Eusebius, seorang Bapa Gereja, menulis kitab Historia Ecclesiastica (‘Sejarah Gerejawi’) II.15.1 (buku II, bab 15, ayat 1) yang salah satu penggalannya berbunyi: “Dan betapa agunglah cahaya kesalehan menyinari pikiran orang-orang yang mendengarkan Petrus sehingga mereka tak terpuaskan dengan mendengarkan satu kali saja dan tak puas dengan pengajaran Injil ilahi yang tak tertulis itu, tapi dengan segala permohonan mereka mendesak Markus, seorang pengikut Petrus dan seorang yang memelihara Injil, supaya ia memberi mereka tugu peringatan tertulis mengenai ajaran yang telah disampaikan secara lisan itu kepada mereka. Dan mereka pantang mundur sampai berhasil membujuk orang itu, dan terjadilah Injil tertulis yang menyandang nama Markus.”
Apa yang terjadi? Rupanya orang-orang, yaitu umat Allah, senang sekali mendengarkan pengajaran Rasul Petrus. Mereka tampaknya mendengarkan hal yang sama bahkan berkali-kali, tak puas hanya satu kali saja. Tak hanya itu, mereka mendesak Santo Markus menuliskan pengajaran lisan oleh Rasul Petrus itu. Lalu, Injil tertulis itu diberi nama sesuai nama penulisnya: Markus. Sungguh penyejarahan yang sempurna. Perihal ini tak bisa kita temukan dalam Alkitab. Tradisi Suci dengan gemilang menyajikannya bagi kita.

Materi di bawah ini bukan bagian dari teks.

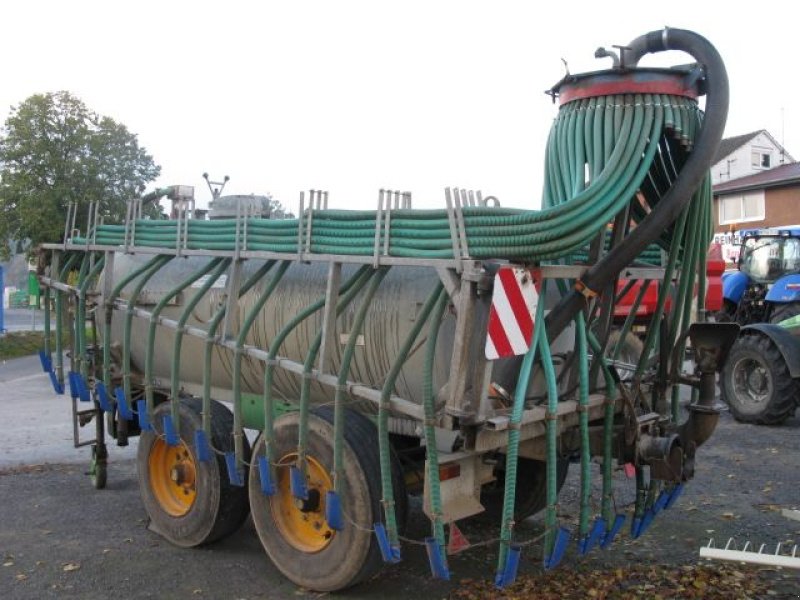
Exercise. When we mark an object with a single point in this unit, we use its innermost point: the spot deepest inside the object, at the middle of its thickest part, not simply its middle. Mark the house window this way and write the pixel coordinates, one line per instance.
(762, 159)
(742, 208)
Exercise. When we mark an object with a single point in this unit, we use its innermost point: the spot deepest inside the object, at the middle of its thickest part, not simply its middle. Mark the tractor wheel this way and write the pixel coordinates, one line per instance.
(755, 382)
(629, 354)
(781, 312)
(294, 532)
(531, 494)
(190, 502)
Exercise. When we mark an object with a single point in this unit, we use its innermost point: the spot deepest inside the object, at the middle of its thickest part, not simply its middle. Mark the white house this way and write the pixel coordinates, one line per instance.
(747, 154)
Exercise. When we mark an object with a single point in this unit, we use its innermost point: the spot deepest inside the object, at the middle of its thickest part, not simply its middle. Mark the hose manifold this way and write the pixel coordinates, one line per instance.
(664, 456)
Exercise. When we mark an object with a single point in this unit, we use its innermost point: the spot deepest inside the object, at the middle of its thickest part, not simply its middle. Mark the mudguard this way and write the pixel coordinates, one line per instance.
(787, 344)
(733, 286)
(785, 289)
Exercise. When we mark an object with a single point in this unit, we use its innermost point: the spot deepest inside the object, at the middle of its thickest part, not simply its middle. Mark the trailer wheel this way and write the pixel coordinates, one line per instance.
(190, 502)
(755, 382)
(531, 494)
(294, 533)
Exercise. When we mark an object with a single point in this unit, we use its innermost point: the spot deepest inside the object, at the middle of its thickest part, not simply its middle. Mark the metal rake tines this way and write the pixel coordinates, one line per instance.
(748, 554)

Santo Markus jelas-jelas disebut pengikut Rasul Santo Petrus. Dalam nas di atas, ia juga disebut “seorang yang memelihara Injil”. Memelihara di situ pastilah dalam arti menjaga dengan mengingat dan menghayati setiap perkataan Tuhan yang disampaikan oleh Rasul Petrus. Santo Markus pasti menyimak dengan seksama. Ia ikut Rasul Petrus kemana-mana. Artinya, ia mendengarkan berkali-kali pengajaran yang sama, mengetahui uraiannya, dan mendalami maknanya. Itulah yang dimaksud memelihara Injil. Tentu, Injil itu pada waktu itu ada dalam wujud lisan.

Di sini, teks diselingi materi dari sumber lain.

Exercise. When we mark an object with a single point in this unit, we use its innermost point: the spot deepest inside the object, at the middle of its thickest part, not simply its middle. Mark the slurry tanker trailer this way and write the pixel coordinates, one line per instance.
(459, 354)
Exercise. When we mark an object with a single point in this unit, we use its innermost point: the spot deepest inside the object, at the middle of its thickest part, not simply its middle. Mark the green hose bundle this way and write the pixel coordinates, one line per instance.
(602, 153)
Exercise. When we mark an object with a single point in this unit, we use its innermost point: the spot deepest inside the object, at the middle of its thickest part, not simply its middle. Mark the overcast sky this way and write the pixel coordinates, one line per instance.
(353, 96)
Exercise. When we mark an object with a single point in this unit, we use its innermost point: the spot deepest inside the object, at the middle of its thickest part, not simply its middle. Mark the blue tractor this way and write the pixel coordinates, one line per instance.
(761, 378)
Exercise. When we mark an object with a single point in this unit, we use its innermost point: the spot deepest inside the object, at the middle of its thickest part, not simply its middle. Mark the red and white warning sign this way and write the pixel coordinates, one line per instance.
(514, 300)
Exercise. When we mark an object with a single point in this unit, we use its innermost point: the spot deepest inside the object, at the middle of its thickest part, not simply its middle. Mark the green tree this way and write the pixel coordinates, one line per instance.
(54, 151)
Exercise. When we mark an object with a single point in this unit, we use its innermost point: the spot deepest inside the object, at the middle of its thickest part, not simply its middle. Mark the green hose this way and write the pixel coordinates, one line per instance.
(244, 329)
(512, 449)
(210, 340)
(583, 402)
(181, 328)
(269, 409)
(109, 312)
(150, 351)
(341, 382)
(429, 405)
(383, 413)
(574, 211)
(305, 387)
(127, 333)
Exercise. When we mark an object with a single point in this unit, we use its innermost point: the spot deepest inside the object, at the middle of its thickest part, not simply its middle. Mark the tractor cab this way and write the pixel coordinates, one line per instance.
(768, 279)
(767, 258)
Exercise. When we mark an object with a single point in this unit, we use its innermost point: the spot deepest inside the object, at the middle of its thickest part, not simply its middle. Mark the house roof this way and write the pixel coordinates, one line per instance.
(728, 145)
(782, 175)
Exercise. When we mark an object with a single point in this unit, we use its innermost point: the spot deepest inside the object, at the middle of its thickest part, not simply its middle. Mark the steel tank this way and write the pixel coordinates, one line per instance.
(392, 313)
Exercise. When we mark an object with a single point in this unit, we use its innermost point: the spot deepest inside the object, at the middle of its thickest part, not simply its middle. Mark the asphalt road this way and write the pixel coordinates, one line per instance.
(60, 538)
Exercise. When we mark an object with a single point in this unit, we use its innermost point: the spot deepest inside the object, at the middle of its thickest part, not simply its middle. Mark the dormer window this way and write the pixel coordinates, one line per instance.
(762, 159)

Ayat berikutnya (II.15.2), Eusebius merangkai kata demikian: “Dan mereka berkata bahwa Petrus – ketika ia mengerti melalui pewahyuan Roh Kudus – bergembira oleh karena semangat orang-orang itu, dan bahwa karya itu memperoleh dukungan dari wewenangnya untuk digunakan di gereja-gereja. Klemen, dalam kitab kedelapan dari Hypotypos-nya menyatakan hal itu, dan Uskup Hierapolis bernama Papias setuju dengannya. Dan Petrus menyebut Markus dalam surat pertamanya yang menurut mereka ditulisnya sendiri di Roma sebagaimana disiratkannya ketika ia menyebut kota itu dengan sebuah gambaran, Babilonia, seperti yang ia nyatakan dengan kata-kata berikut: Gereja yang di Babilonia terpilih bersama denganmu, memberi salam kepadamu, dan demikian juga Markus, anakku.”
Panjang kalimat-kalimat itu, namun memuat banyak info. Di dalamnya jelas disebut bahwa Rasul Petrus sendiri merestui tulisan Santo Markus, yaitu Injil Markus, untuk digunakan di gereja-gereja. Artinya, Injil Markus mendapat – dalam bahasa “jaman now” – imprimatur dan nihil obstat. Saksi-saksi lain mengenai hal itu juga disebut, yaitu Klemen dan Papias.
Hal sampingan, melalui riwayat itu, kita jadi tahu bahwa Babilonia yang dimaksud dalam Surat Pertama Petrus adalah kota Roma. Juga, bahwa surat itu ditulis di sana. Makin asyik ya belajar Tradisi Suci. Lanjut! Amin.